На улицах было полно народа, в том числе и молодежи, чего в центральных русских городах в то время не наблюдалось. Тут я обратил внимание на одну странную особенность. У всех красивых молодых женщин на левой щиколотке были марлевые повязки шириной примерно по 10 сантиметров.

Когда я попросил разъяснений у Василия Дмитриевича, он довольно мрачно ответил:

— Девушкам, работавшим во время оккупации в офицерских публичных домах, немцы татуировали на левой ноге своего орла со свастикой. Свести такую татуировку невозможно — только, может быть, пере садкой кожи.

— Бедняжки, — расстроилась Анна Васильевна.

— Да Вы их не жалейте, — пробурчал Никита Владимирович, — это в солдатские публичные дома девушек загоняли силой. В офицерские они поступали на работу только добровольно.

Однако Анна Васильевна снова упрямо повторила: «Бедняжки», вызвав у Никиты Владимировича даже нечто вроде замешательства.

Но вот мы подъехали к двухэтажному зданию гостиницы — как разъяснил нам Василий Дмитриевич, пока единственной, работавшей в городе.

Директор гостиницы — лысоватый толстяк с добрым бабьим лицом, на котором особенно нелепо выглядели черные чаплиновские усики — весь взмок, когда прочел наши мандаты.
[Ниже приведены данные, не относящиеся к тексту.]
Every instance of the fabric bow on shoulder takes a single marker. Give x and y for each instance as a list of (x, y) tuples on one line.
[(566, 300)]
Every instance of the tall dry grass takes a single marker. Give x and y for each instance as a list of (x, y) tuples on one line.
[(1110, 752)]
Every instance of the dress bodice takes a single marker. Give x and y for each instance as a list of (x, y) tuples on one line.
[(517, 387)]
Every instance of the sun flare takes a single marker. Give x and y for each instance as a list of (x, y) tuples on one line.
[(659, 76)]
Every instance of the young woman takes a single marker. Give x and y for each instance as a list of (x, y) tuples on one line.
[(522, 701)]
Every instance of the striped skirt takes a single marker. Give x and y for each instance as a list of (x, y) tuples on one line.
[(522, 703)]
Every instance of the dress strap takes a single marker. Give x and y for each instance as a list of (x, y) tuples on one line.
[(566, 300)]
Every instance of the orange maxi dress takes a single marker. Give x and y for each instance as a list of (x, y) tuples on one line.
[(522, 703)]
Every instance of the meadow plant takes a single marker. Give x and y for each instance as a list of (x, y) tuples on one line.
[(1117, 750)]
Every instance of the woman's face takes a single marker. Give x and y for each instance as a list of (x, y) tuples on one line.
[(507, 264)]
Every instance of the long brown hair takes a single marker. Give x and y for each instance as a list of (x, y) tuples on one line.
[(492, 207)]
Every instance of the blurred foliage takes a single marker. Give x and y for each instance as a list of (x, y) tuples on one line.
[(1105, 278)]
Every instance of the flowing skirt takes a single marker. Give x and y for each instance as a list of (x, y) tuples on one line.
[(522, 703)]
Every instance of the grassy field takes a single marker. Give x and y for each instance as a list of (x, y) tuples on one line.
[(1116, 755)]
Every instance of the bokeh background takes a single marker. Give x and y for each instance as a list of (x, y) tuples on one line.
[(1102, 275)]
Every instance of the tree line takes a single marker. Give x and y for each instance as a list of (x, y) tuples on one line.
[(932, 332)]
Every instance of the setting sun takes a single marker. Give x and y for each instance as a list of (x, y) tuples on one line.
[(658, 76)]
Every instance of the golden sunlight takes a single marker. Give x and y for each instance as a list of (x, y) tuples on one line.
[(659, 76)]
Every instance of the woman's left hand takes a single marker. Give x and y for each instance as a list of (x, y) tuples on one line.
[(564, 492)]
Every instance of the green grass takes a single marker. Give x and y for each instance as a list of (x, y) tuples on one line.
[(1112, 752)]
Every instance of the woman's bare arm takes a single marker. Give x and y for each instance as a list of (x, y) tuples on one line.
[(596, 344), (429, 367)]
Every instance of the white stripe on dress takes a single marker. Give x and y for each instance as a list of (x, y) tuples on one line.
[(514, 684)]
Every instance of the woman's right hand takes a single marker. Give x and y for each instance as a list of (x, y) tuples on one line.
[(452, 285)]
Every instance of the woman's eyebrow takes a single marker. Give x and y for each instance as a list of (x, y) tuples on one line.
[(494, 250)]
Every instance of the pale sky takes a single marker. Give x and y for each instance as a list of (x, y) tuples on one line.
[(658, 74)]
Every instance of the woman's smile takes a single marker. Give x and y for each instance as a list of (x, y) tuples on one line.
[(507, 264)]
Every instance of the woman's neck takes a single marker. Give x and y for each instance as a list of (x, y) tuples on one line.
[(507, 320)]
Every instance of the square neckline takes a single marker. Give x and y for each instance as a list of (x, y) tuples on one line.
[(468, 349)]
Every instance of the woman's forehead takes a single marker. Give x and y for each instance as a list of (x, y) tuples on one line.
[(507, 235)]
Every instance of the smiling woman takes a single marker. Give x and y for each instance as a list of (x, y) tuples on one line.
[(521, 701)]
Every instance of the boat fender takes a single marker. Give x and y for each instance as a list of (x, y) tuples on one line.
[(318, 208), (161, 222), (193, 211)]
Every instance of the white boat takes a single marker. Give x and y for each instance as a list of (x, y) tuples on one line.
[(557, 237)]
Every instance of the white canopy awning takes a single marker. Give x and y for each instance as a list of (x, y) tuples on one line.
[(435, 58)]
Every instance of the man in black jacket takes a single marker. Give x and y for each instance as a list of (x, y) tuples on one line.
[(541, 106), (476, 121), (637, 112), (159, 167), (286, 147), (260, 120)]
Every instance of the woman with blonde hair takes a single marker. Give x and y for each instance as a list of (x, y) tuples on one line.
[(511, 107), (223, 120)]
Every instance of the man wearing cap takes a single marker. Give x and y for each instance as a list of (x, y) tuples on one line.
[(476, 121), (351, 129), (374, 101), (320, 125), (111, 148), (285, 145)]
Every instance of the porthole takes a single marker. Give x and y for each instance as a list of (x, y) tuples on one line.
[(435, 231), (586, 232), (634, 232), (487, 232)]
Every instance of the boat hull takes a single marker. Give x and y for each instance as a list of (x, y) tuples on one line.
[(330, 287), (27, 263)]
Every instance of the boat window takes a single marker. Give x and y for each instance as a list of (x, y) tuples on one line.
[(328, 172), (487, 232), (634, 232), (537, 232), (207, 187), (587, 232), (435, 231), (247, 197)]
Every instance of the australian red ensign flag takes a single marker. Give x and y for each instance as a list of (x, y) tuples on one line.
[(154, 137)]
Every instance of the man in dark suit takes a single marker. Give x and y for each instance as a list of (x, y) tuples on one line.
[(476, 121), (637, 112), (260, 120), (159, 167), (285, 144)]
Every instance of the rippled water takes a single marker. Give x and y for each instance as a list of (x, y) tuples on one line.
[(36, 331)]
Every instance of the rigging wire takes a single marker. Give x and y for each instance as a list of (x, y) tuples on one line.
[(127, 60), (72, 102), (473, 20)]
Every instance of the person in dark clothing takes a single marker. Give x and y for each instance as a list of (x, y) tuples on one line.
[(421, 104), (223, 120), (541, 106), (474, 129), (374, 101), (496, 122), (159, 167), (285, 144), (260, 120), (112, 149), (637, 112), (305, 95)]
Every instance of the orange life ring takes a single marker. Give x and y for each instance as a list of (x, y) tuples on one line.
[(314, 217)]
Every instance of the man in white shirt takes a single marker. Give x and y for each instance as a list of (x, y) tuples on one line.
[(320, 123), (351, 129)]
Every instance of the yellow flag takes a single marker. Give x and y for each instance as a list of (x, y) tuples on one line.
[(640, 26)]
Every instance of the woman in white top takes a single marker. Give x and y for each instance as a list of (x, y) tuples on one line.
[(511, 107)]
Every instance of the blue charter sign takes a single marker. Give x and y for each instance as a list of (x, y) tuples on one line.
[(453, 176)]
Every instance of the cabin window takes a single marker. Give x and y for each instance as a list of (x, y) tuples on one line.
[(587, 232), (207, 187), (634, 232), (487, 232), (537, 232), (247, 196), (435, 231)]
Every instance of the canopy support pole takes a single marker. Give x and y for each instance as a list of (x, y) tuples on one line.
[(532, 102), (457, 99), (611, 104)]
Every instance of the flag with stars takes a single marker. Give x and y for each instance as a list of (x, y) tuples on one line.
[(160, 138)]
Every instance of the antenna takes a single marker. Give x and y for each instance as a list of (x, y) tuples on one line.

Однако через несколько секунд он лучезарно улыбнулся Алексею Петровичу, отер руки о свою гимнастерку, на которой красовались три золотых и одна красная нашивка (три тяжелых и одно легкое ранение), орден Красной звезды и медаль За отвагу", и сказал:

— Все будет сделано, товарищ профессор, только вот придется подождать несколько минут. Но отдельного номера даме мы предоставить не сможем. В вашем же номере угол отгородим ширмочкой — у нас есть такая — орехового дерева и с инкрустациями. Вы с товарищами либо здесь в коридорчике обождите, либо в нашем садике.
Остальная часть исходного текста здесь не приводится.